La peine la plus lourde pour le directeur de campagne
Jérôme Lavrilleux, seul cadre de l'UMP à avoir reconnu la fraude, est reconnu coupable d'abus de confiance, de complicité d'escroquerie et de financement illégal de camapgne électorale est condamné à trois ans de prison dont un an avec sursis. La partie ferme de sa peine sera aménagée sous bracelet électronique. Trois ans et six mois de prison, dont deux ans avec sursis, la peine la plus lourde, a été prononcée à l'encontre de Guillaume Lambert, le directeur de la campagne de Nicolas Sarkozy en 2012, reconnu coupable d'escroquerie et de complicité de financement illégal de campagne électorale.
Fabienne Liadzé, la directrice des ressources de l'UMP à l'époque, a écopé de 3 ans dont 18 mois avec sursis, Pierre Godet et Marc Leblanc, les experts-comptables de 3 ans dont 18 mois avec sursis pour escroquerie, complicité financement illégal de campagne électorale.

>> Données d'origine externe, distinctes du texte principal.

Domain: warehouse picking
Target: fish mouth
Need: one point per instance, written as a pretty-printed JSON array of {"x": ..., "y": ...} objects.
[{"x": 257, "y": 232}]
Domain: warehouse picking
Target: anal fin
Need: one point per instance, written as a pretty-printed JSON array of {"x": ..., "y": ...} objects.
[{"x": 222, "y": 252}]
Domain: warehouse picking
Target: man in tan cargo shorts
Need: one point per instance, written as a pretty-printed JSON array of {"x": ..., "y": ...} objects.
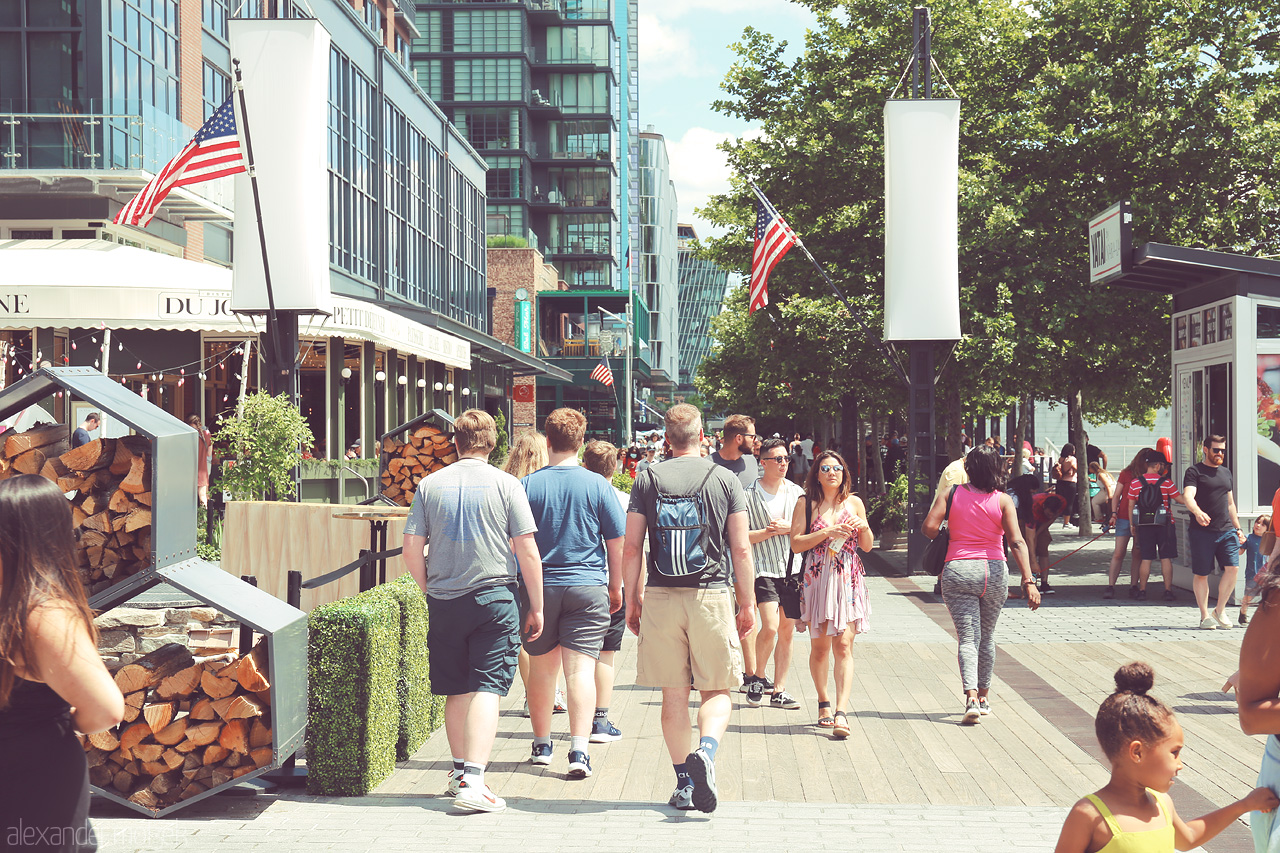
[{"x": 684, "y": 606}]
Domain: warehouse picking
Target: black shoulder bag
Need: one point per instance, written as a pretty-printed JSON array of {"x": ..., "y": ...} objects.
[
  {"x": 936, "y": 555},
  {"x": 790, "y": 593}
]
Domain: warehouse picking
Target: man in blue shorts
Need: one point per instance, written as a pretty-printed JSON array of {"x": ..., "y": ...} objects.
[
  {"x": 1215, "y": 533},
  {"x": 580, "y": 528},
  {"x": 469, "y": 512}
]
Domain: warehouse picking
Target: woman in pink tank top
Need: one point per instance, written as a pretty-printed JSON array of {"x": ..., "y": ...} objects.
[{"x": 976, "y": 578}]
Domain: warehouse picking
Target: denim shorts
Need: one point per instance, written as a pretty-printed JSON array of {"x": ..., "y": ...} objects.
[{"x": 1212, "y": 546}]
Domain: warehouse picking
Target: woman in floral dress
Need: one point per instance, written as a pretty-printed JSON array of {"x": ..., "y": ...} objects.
[{"x": 833, "y": 592}]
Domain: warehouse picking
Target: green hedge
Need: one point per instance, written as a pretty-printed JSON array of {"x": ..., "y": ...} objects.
[
  {"x": 420, "y": 712},
  {"x": 352, "y": 708},
  {"x": 380, "y": 633}
]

Enfin, Eric Cesari, le directeur général des services de l'UMP a été condamné trois ans de prison dont un an avec sursis.
La présidente du tribunal a expliquer que ces peines avec sursis permettait "de parer au risque de récidive" mais les peines fermes sont "indispensables" au regard du "montant de la fraude" et "de la qualité des auteurs". Elle a relevé des faits "d'une gravité sans précédent".